Reel News


VOLUME 2, NUMBER 8 - NOVEMBER 2004

Reel News The Hong Kong Jewish Film Festival e-Newsletter
November 29, 2004


The Hong Kong Jewish Film Festival is over for another year. If you weren't there, you missed some great films!

We thought you might like to know which films were our Audience Award winners this year. Voting was the tightest it has ever been with less than 0.5 (out of 10) separating the first and third favourite features, and 0.6 separating the first and third favourite short films/documentaries:

  • Favourite Feature Film: Voyages
  • Favourite Short Film or Documentary: Moving Heaven and Earth

  • Favourite Feature Film: Voyages

    A woman on a bus tour of Poland is left behind at a Jewish cemetery. A Parisian widow receives a call from a man claiming to be her long-lost father. A newly arrived 85-year-old Russian immigrant wanders the streets of Tel Aviv looking for a distant cousin.

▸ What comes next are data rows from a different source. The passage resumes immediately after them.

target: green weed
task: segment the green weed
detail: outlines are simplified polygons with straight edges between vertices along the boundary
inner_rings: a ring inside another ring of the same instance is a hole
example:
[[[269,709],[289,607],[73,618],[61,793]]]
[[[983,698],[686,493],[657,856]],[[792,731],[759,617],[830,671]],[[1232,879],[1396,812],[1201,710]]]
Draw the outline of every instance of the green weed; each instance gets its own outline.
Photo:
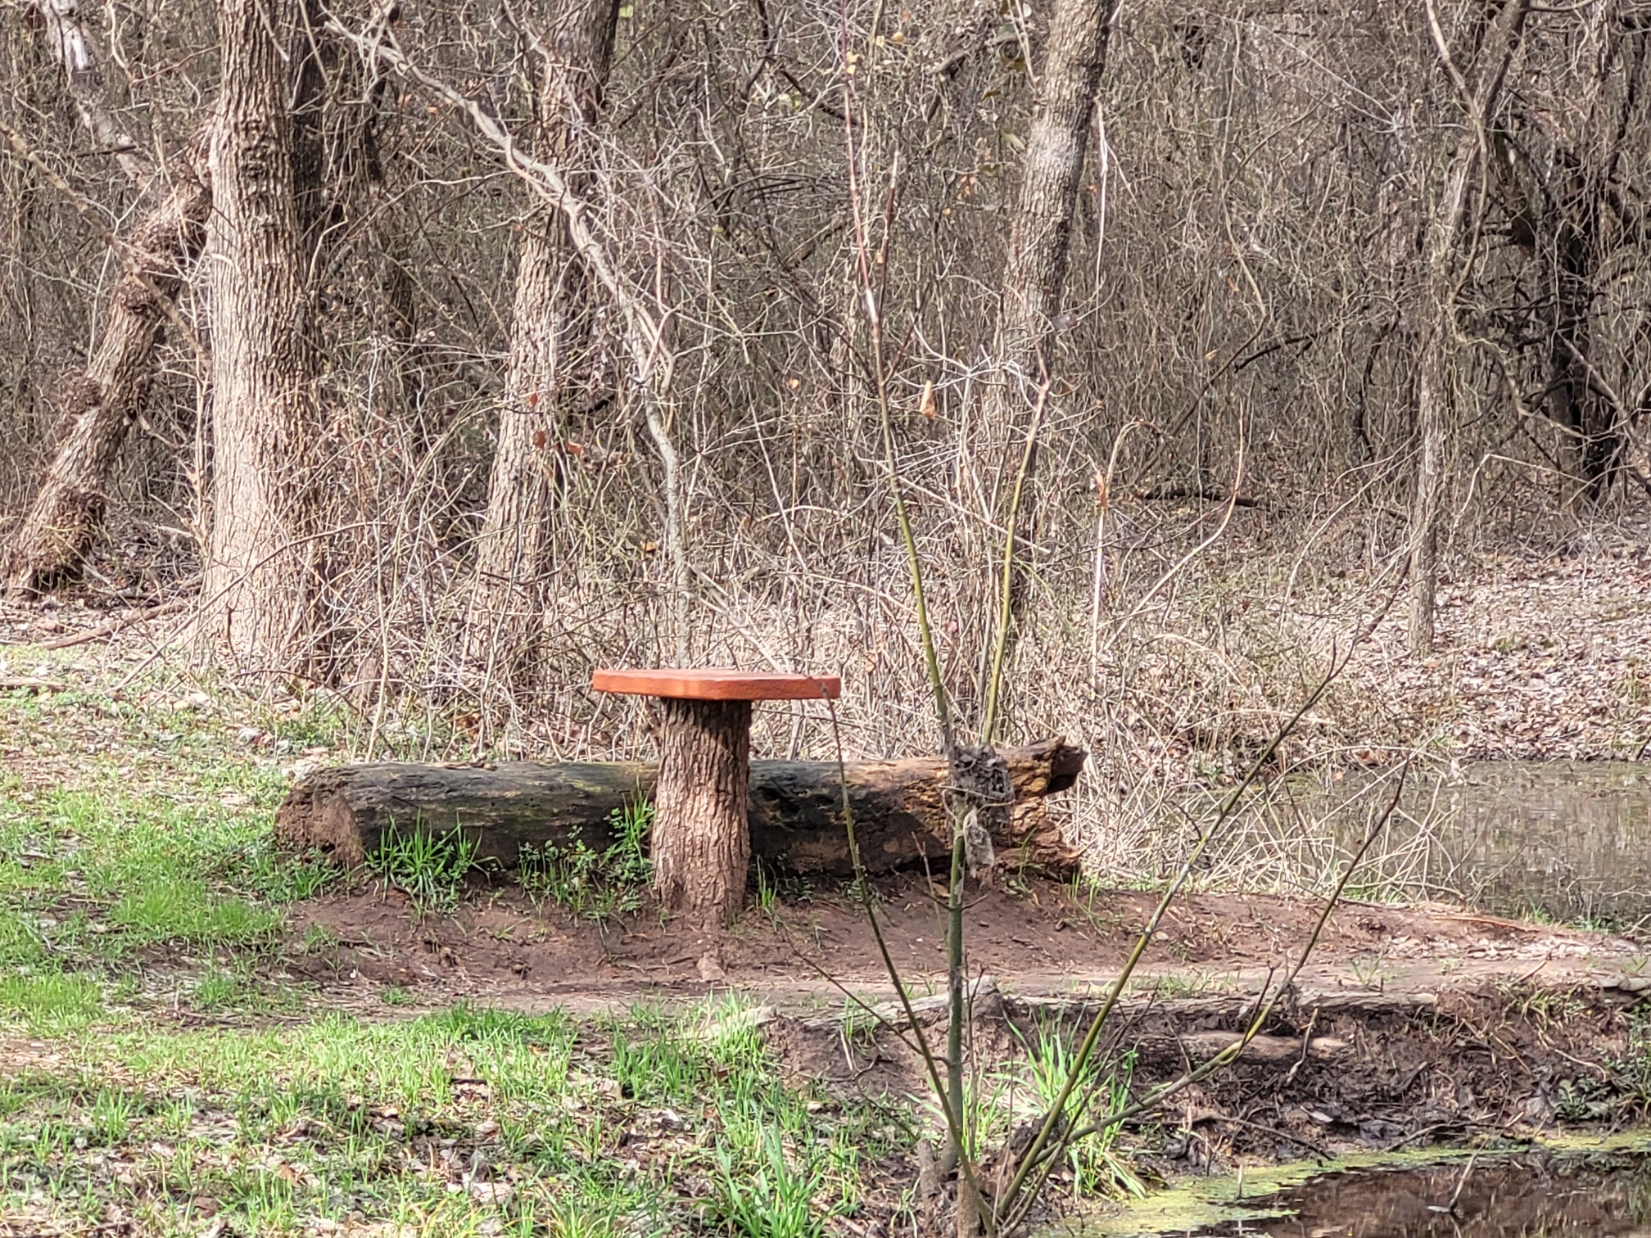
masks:
[[[1057,1027],[1039,1028],[1030,1039],[1018,1030],[1016,1035],[1026,1046],[1025,1082],[1037,1097],[1036,1116],[1041,1118],[1060,1098],[1061,1089],[1072,1074],[1073,1050]],[[1121,1109],[1129,1100],[1134,1069],[1133,1052],[1119,1058],[1110,1070],[1099,1059],[1091,1058],[1067,1099],[1066,1120],[1078,1125],[1086,1117],[1105,1116]],[[1118,1126],[1108,1126],[1067,1149],[1075,1196],[1100,1192],[1139,1198],[1146,1194],[1145,1185],[1118,1148],[1118,1136]]]
[[[565,847],[525,846],[517,880],[530,895],[547,898],[582,920],[601,922],[642,909],[653,864],[648,835],[653,805],[637,795],[608,815],[614,841],[597,851],[583,839]]]
[[[437,834],[391,824],[368,855],[367,871],[404,892],[421,914],[452,911],[464,879],[482,867],[479,850],[480,844],[458,827]]]
[[[1651,1116],[1651,1011],[1630,1016],[1628,1051],[1607,1066],[1619,1112],[1641,1122]]]
[[[773,1127],[758,1124],[754,1158],[717,1153],[720,1171],[715,1211],[736,1234],[747,1238],[818,1238],[826,1214],[815,1204],[825,1187],[824,1175],[806,1155],[786,1155],[785,1141]]]
[[[757,910],[767,917],[770,924],[779,923],[779,888],[774,879],[768,875],[768,868],[761,860],[756,862],[757,869]]]

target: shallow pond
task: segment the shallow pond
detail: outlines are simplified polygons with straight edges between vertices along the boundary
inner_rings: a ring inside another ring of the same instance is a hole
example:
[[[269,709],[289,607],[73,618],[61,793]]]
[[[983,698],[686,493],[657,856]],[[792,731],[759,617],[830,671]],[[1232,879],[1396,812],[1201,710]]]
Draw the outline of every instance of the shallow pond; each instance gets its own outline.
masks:
[[[1172,1193],[1173,1194],[1173,1193]],[[1181,1215],[1176,1215],[1177,1213]],[[1616,1238],[1651,1234],[1651,1156],[1532,1152],[1321,1174],[1271,1194],[1222,1204],[1149,1204],[1078,1222],[1079,1235],[1201,1238]],[[1227,1219],[1211,1223],[1211,1215]]]
[[[1651,1233],[1651,1160],[1521,1157],[1501,1164],[1479,1162],[1471,1169],[1356,1170],[1291,1188],[1269,1202],[1290,1215],[1229,1221],[1202,1232],[1274,1238],[1610,1238]]]
[[[1386,793],[1360,774],[1273,799],[1271,828],[1344,854]],[[1297,863],[1311,862],[1298,855]],[[1651,916],[1651,761],[1480,761],[1411,775],[1373,849],[1370,893],[1506,915],[1631,924]]]

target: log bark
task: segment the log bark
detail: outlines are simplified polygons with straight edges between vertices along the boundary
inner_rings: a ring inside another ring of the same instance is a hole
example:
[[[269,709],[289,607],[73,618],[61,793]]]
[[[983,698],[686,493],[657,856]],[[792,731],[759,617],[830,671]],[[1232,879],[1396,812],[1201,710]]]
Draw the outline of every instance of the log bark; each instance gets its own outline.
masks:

A lost Eastern European Jewish world echoes in their actions, gestures and turns of phrase. The film quietly builds to a devastating finale that links the characters together in the most profoundly emotional sense.

    Audience Score: 9.2/10


    Favourite Short Film or Documentary: Moving Heaven and Earth

    In 1919, following the guidance of their leader, a local governor named Semei Kakungulu, the Ugandan Abayudaya adopted all the observances of Judaism including circumcision at birth. In the 1970s, even in the face of rampant anti-Semitism under the reign of Idi Amin exemplified by torture and murder, many of the tribe held fast to Jewish practice and beliefs. In the 1980s with the help of the outside Jewish community from Israel and the United States, a number of small synagogues were built and a Torah donated. Today the Abayudaya keep kosher according to Talmudic Law, attend to the Jewish calendar of holidays and study the week's parshah. At the beginning of February of 2002, a Beit Din made up of three rabbis from the United States and one from Israel went to this community in Uganda. There, over a period of six days, they converted over 300 Abayudaya, welcoming them into the community of world Jewry. An inspiring documentary on the complicated nature of Jewish identity.

    Audience Score: 9.0/10


    The 6th Annual Hong Kong Jewish Film Festival will take place next November. We hope to see you there!